Ingredients: for three people
2 medium tomatoes
1 cucumber
1 bell pepper (preferably yellow or red)
1 carrot
10 green olives
1 1/2 handful of cranberries or pomegranate seeds (that's what I used)
1/2 glass of a mixture of sesame seeds, sunflower seeds and pumpkin seeds.
2 tablespoons of olive oil
1 flat teaspoon of salt
3/4 teaspoon black pepper
1 tablespoon lemon juice
1 round tablespoon crushed garlic

How to:
chop, drop and roll ha ha! The seed mix should be added last and mixed into the rest of the salad just before people start eating or they'd soak the liquid and lose their crunch




Second course: 'meatloaf’ quiche



This one took me a little longer to make because I have the tiniest blender but with a sanely-sized one you'll be fine. The meatloaf mixture turned out to be A LOT so either use this recipe for a big meal or freeze the leftover mix for any other uses. I'm planning on using mine for a taco night with some friends :)

Ingredients:
6-5 medium potatoes
300gr black beans, sprouted (they were 300gr before sprouting...)
100gr shiitake mushrooms
1 large onion
2 bags of Mozzarella Chreese Sauce Mix (or any odd hard 'cheese' you can find as long as it's thinly sliced)
100gr walnuts
3 tablespoons wheat gluten
400ml water
10 tablespoons canola oil
1 tablespoon black pepper
1/2 teaspoon nutmeg
1/2 bottle of Liquid Smoke
5 cloves of garlic sliced
2 teaspoons salt
4 tablespoons white cooking wine
1 teaspoon cumin

How to:
If shiitake are dry, soak them in hot water while pealing potatoes. cut potatoes in half and cook them until they're no longer starchy but not mushy yet. Slice them into 1cm thick slices.
Cook beans while chopping shiitake and onion. Lightly sauté shiitake and onion in 3 of the canola oil tablespoons and 3 of the Liquid Smoke and mix until onions are soft and slightly golden. Pre-heat over to 180c
smash walnuts into pieces and when the beans are ready, add the onions, shiitake, nuts and remaining spices to the beans, mix and start blending. Taste the blended mix and make sure it acquired a rich, meaty flavor, if not, correct spicing.
Take your quiche dish (it rhymes!!)of choice (I've got English cake ones but a wider glass dish would do great) and, unless it's a non-stick surface, lightly oil it with canola oil. Tile the bottom with the potato slices and above them, spread the meatloaf mix, then another layer of potatoes and another of mix etc. preferably ending with a layer of potatoes.
Prepare the Chreese sauce and pour it over the top layer. If using other hard "cheeses" then sprinkle or cover top layer of quiche with slices of the "cheese". You can also make the quiche a potato-meatloaf-cheese arrangement, as you please.
Stick in over for 30-45 minutes, sticking a toothpick after 30 minutes to see if deeper layers are dry enough already.



Dessert: Heavenly pudding



This is a very filling dessert and extremely tasty!

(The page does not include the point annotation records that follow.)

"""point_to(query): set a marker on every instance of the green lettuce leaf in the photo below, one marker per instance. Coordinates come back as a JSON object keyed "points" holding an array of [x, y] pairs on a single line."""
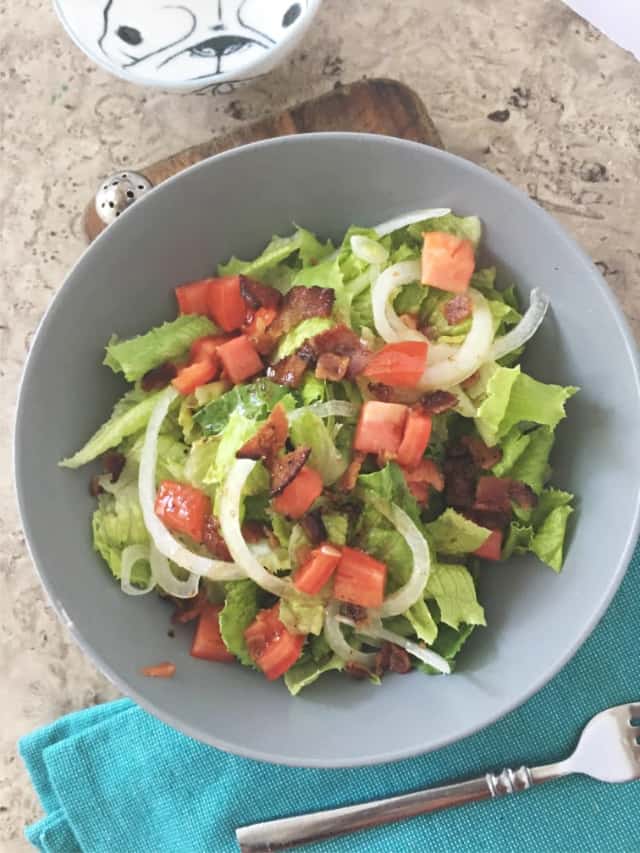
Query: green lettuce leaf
{"points": [[316, 659], [548, 540], [117, 523], [240, 608], [452, 587], [137, 356], [130, 415], [294, 339], [253, 401], [452, 533], [308, 430]]}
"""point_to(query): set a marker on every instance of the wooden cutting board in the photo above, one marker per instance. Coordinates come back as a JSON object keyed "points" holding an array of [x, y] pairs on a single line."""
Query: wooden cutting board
{"points": [[369, 106]]}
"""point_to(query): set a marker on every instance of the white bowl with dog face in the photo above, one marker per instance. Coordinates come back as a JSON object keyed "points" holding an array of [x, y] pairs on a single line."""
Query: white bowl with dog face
{"points": [[194, 46]]}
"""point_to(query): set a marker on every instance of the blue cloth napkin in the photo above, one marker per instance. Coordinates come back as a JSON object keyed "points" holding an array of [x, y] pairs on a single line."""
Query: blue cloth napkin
{"points": [[113, 779]]}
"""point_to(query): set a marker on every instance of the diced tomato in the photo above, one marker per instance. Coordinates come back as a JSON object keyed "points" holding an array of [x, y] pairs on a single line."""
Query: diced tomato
{"points": [[160, 670], [448, 261], [323, 561], [296, 498], [226, 303], [400, 364], [417, 432], [207, 640], [194, 298], [194, 375], [183, 508], [260, 321], [206, 347], [240, 359], [359, 579], [271, 645], [491, 548], [380, 427]]}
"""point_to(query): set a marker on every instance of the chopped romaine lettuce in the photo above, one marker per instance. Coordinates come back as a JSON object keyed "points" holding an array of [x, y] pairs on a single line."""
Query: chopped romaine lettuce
{"points": [[137, 356]]}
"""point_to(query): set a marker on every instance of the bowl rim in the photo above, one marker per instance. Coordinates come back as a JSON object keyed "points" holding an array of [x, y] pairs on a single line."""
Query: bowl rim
{"points": [[270, 59], [381, 757]]}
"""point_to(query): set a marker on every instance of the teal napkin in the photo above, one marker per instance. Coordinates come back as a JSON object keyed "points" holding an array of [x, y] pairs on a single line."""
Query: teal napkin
{"points": [[113, 779]]}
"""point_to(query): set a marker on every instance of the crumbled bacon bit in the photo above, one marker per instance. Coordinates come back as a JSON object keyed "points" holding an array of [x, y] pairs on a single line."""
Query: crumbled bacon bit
{"points": [[437, 402], [160, 670], [350, 476], [285, 468], [484, 457], [269, 439], [213, 540], [159, 377], [457, 309], [331, 366]]}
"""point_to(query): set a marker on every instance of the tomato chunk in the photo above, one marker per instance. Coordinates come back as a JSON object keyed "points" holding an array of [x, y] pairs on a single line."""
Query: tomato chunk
{"points": [[226, 303], [491, 548], [296, 498], [271, 645], [183, 508], [417, 432], [240, 359], [359, 579], [380, 427], [194, 298], [311, 577], [194, 375], [448, 261], [400, 364], [207, 640]]}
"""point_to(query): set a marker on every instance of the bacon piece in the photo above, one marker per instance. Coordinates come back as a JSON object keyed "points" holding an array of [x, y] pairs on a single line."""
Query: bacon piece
{"points": [[269, 439], [302, 303], [496, 493], [314, 528], [285, 468], [341, 340], [350, 476], [290, 370], [484, 457], [213, 540], [331, 366], [437, 402], [160, 670], [159, 377], [258, 295], [457, 309]]}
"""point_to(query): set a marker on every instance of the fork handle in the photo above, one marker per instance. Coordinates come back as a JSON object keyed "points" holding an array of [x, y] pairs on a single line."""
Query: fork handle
{"points": [[291, 831]]}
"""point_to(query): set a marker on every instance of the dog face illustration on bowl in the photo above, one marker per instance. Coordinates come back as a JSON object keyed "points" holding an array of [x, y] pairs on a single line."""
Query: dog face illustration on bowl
{"points": [[194, 39]]}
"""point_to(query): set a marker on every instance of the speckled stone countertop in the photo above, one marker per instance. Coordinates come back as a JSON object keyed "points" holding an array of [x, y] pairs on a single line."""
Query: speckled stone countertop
{"points": [[526, 89]]}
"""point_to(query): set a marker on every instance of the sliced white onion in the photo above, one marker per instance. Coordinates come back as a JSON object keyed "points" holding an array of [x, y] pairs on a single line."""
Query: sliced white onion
{"points": [[526, 328], [409, 219], [232, 532], [468, 357], [402, 599], [388, 325], [165, 578], [374, 630], [368, 250], [330, 409], [336, 641], [165, 543], [130, 556]]}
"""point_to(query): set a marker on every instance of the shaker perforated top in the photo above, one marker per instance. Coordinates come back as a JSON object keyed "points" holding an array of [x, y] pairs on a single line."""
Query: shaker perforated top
{"points": [[195, 45]]}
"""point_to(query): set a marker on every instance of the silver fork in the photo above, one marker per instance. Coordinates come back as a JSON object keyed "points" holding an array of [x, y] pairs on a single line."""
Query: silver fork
{"points": [[608, 750]]}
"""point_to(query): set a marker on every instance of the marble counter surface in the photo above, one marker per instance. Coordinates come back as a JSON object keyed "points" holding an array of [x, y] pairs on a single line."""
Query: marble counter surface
{"points": [[528, 90]]}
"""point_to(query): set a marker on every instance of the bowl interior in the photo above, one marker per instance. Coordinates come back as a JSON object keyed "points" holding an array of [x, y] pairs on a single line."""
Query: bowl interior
{"points": [[232, 204]]}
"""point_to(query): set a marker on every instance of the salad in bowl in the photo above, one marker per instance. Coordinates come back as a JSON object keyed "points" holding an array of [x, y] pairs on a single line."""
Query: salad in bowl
{"points": [[324, 449]]}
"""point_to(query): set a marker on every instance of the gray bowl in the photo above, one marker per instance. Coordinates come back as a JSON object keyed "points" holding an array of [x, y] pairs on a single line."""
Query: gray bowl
{"points": [[232, 204]]}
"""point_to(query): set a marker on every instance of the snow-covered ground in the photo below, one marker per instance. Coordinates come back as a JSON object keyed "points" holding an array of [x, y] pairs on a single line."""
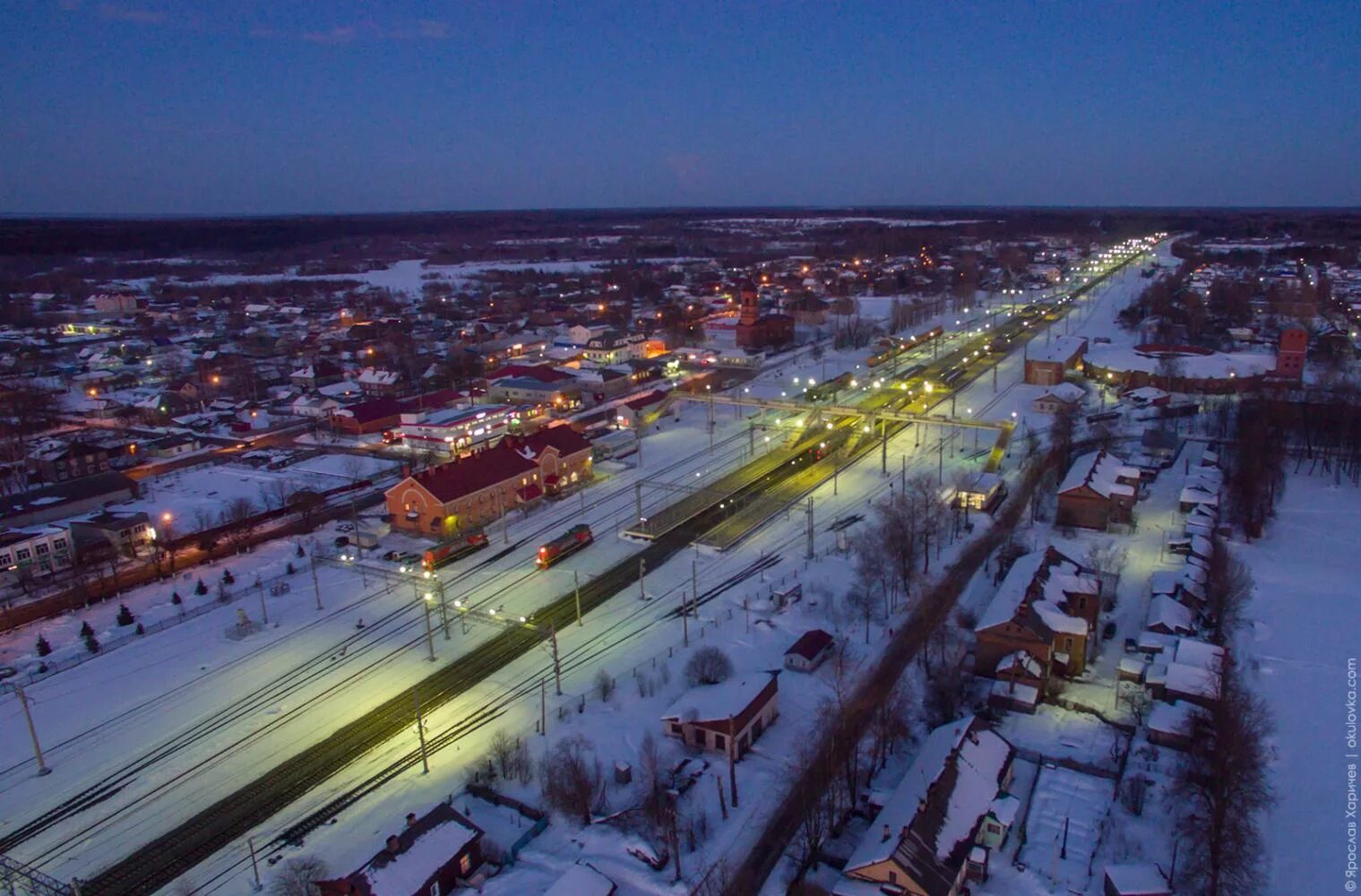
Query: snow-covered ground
{"points": [[1297, 650], [311, 672]]}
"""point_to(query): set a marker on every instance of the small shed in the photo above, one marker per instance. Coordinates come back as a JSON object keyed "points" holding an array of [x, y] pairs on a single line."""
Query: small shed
{"points": [[809, 651]]}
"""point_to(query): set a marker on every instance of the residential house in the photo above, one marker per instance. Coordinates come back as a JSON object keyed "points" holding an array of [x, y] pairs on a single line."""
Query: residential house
{"points": [[939, 827], [57, 461], [1047, 609], [432, 856], [1064, 397], [477, 489], [727, 718], [34, 552], [1049, 364], [1098, 489], [809, 651], [108, 532], [65, 498]]}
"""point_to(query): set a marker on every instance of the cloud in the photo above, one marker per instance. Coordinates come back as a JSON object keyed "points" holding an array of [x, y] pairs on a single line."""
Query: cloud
{"points": [[128, 13], [335, 37]]}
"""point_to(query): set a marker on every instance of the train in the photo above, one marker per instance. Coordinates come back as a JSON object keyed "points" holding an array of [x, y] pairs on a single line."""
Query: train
{"points": [[828, 390], [564, 545], [899, 346], [453, 549]]}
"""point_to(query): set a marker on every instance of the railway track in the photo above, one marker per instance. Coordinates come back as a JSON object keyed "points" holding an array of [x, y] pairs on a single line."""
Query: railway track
{"points": [[169, 856]]}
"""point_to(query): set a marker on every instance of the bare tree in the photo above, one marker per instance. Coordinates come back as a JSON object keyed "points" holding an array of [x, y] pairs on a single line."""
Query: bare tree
{"points": [[1222, 788], [571, 777], [708, 666], [238, 521], [298, 877], [1227, 587]]}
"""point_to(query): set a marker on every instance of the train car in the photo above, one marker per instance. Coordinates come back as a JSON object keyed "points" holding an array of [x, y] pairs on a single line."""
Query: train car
{"points": [[829, 390], [564, 545], [453, 549]]}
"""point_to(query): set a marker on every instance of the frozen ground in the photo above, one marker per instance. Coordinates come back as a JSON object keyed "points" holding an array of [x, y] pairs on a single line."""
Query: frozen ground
{"points": [[1297, 649]]}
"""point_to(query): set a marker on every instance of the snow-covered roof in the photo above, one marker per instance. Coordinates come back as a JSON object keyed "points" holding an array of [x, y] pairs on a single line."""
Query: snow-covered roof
{"points": [[1067, 392], [968, 759], [1137, 880], [581, 880], [1167, 613], [710, 702], [1101, 473]]}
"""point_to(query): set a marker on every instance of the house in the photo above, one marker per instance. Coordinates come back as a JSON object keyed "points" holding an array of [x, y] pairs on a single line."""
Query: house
{"points": [[1047, 607], [57, 461], [1135, 880], [581, 880], [1052, 363], [464, 493], [1171, 725], [110, 534], [432, 854], [727, 718], [377, 382], [65, 498], [39, 550], [1098, 489], [477, 489], [938, 828], [809, 651], [314, 376], [761, 332], [1064, 397], [314, 406], [1169, 617], [367, 417], [978, 492]]}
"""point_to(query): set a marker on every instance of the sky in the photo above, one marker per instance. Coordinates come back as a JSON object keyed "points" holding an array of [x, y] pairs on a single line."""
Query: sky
{"points": [[244, 107]]}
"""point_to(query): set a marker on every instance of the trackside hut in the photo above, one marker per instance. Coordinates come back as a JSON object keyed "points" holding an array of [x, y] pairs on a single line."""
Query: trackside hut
{"points": [[727, 718]]}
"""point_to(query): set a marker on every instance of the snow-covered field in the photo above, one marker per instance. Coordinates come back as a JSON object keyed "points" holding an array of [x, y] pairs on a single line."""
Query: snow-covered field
{"points": [[311, 672], [1297, 649]]}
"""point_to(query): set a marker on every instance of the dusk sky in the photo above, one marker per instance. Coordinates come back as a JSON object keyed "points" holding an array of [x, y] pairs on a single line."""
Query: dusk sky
{"points": [[238, 107]]}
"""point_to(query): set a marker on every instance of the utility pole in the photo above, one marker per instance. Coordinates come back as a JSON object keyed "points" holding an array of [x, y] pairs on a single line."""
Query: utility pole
{"points": [[10, 672], [505, 526], [557, 666], [429, 631], [732, 762], [685, 620], [314, 586], [809, 555], [254, 866], [883, 447], [425, 760]]}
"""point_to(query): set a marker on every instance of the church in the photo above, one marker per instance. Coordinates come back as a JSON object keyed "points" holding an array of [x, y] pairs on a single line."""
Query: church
{"points": [[761, 332]]}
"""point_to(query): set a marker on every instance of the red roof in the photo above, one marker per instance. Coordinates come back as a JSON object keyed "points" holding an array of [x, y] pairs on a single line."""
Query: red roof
{"points": [[453, 479], [810, 644], [376, 409], [566, 440]]}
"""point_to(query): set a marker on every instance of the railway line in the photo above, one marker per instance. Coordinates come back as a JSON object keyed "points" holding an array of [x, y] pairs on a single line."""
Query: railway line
{"points": [[173, 853]]}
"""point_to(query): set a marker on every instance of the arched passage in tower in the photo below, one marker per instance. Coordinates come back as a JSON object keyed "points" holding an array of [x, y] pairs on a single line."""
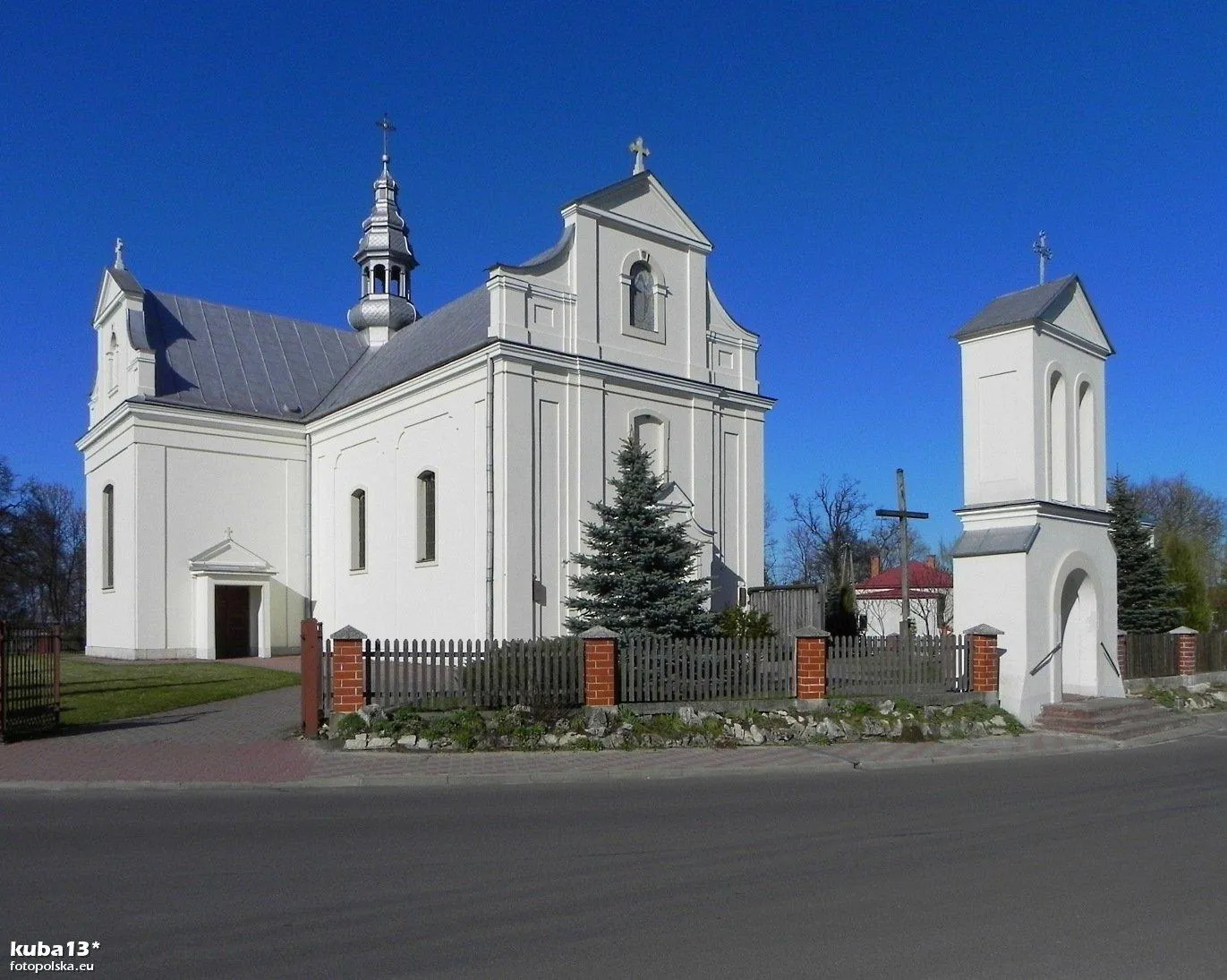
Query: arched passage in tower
{"points": [[1078, 609]]}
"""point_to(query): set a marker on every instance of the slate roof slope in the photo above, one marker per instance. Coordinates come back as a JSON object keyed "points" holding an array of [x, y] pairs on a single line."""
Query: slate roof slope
{"points": [[460, 327], [1016, 308], [234, 360]]}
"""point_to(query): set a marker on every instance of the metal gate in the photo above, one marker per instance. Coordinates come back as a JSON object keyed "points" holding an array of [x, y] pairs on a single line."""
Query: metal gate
{"points": [[30, 678]]}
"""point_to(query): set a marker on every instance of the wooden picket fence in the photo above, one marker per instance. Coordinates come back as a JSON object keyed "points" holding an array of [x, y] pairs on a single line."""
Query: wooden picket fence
{"points": [[883, 665], [481, 674], [1211, 652], [30, 678], [660, 669], [1150, 655]]}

Ingredients: for each person dining!
4 teaspoons of chia seeds
1 nice and ripe banana
handful of pecans
5 dates of majhul or halawi kind, pitted
1/2 glass vanilla flavored soy milk or coconut milk
1/4 teaspoon cinnamon

How to:
An hour before making the pudding, soak chia seeds in the milk. place ingredients in mixer and mix one by one, starting with the nuts and dates. The ingredients should be mixed alone, be persistent with the dates. Pour all the ingredients, including chia mix and cinnamon into bowl and mix thoroughly. If you want it to be really jell-like, you can stick it in the refrigerator for until served.



The parents were very pleased and very, very full from their meal. Thanks mom and dad!